Genolini Christophe, Ecochard René, Benghezal Mamoun, Driss Tarak, Andrieu Sandrine, Subtil Fabien
Inserm UMR 1027, University of Toulouse III, Toulouse, France.
CeRSM (EA 2931), UFR STAPS, University Paris Ouest-Nanterre-La Défense, Nanterre, France.
PLoS One. 2016 Jun 3;11(6):e0150738. doi: 10.1371/journal.pone.0150738. eCollection 2016.
Longitudinal data are data in which each variable is measured repeatedly over time. One possibility for the analysis of such data is to cluster them. The majority of clustering methods group together individual that have close trajectories at given time points. These methods group trajectories that are locally close but not necessarily those that have similar shapes. However, in several circumstances, the progress of a phenomenon may be more important than the moment at which it occurs. One would thus like to achieve a partitioning where each group gathers individuals whose trajectories have similar shapes whatever the time lag between them.

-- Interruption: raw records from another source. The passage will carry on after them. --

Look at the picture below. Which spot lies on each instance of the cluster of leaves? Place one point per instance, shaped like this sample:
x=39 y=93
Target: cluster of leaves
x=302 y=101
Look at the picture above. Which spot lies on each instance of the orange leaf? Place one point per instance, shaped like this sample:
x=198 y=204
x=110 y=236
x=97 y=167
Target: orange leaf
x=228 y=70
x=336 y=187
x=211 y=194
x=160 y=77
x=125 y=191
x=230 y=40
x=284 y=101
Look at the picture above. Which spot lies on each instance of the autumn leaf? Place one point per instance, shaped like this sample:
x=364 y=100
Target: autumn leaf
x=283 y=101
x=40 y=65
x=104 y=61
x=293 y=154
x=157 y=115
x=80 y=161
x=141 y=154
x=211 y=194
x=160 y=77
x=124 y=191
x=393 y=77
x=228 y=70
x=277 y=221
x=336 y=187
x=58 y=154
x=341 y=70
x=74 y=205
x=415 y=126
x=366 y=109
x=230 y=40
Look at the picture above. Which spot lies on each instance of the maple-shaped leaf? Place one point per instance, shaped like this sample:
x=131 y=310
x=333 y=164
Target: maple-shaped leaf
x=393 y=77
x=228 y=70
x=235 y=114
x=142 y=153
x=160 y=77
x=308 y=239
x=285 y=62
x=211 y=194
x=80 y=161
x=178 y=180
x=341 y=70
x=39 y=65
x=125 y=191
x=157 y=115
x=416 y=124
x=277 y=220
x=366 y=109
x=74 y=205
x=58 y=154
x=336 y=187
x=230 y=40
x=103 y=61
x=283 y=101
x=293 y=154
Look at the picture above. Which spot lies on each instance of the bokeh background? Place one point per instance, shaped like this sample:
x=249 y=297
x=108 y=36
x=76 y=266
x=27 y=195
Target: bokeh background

In this article, we present a longitudinal data partitioning algorithm based on the shapes of the trajectories rather than on classical distances. Because this algorithm is time consuming, we propose as well two data simplification procedures that make it applicable to high dimensional datasets.

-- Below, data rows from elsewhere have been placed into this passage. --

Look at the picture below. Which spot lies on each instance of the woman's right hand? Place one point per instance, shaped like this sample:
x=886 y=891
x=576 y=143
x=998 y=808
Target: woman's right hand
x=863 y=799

In an application to Alzheimer disease, this algorithm revealed a "rapid decline" patient group that was not found by the classical methods. In another application to the feminine menstrual cycle, the algorithm showed, contrarily to the current literature, that the luteinizing hormone presents two peaks in an important proportion of women (22%).

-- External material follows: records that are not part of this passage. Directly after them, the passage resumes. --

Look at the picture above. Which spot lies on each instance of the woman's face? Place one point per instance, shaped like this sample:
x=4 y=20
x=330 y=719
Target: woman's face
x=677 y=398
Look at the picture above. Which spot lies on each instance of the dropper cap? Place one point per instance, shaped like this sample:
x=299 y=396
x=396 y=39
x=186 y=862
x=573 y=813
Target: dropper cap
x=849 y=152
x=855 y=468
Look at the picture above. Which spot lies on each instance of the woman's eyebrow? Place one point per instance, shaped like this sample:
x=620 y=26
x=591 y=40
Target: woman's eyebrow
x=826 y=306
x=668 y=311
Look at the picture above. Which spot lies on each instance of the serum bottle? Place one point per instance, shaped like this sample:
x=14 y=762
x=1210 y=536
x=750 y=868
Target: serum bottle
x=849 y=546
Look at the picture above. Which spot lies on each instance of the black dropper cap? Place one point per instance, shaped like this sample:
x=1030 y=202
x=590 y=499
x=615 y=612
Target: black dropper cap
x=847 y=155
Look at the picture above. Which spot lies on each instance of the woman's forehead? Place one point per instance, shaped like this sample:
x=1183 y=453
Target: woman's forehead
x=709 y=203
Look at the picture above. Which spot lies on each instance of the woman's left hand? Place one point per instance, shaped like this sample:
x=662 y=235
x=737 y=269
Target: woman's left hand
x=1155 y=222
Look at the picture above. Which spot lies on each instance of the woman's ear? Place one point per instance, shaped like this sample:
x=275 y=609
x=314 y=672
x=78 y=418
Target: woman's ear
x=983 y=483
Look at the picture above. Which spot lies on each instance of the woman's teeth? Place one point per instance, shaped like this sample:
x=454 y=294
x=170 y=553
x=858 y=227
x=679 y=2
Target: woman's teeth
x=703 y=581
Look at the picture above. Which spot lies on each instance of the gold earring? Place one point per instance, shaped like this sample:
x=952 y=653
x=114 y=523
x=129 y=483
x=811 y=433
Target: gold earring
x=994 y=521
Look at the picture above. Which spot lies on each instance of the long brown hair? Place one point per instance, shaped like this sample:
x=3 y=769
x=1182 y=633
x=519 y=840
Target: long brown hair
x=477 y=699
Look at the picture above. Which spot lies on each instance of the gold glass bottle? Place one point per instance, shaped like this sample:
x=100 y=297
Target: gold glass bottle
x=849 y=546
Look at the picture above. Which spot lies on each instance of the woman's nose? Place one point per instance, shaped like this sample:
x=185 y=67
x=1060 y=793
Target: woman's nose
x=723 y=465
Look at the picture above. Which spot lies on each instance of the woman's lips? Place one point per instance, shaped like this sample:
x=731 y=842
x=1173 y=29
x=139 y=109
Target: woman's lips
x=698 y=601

纵向数据是指每个变量随时间重复测量得到的数据。分析此类数据的一种可能性是对其进行聚类。大多数聚类方法会将在给定时间点具有相近轨迹的个体归为一组。这些方法将局部相近的轨迹归为一组,但不一定是那些形状相似的轨迹。然而,在某些情况下,一种现象的进展可能比它发生的时刻更重要。因此,人们希望实现一种划分,使得每个组聚集轨迹形状相似的个体,无论它们之间的时间间隔如何。
在本文中,我们提出了一种基于轨迹形状而非经典距离的纵向数据划分算法。由于该算法耗时,我们还提出了两种数据简化程序,使其适用于高维数据集。
在阿尔茨海默病的应用中,该算法揭示了一个经典方法未发现的“快速衰退”患者组。在另一个关于女性月经周期的应用中,与当前文献相反,该算法表明,在相当比例的女性(22%)中,促黄体生成素会出现两个峰值。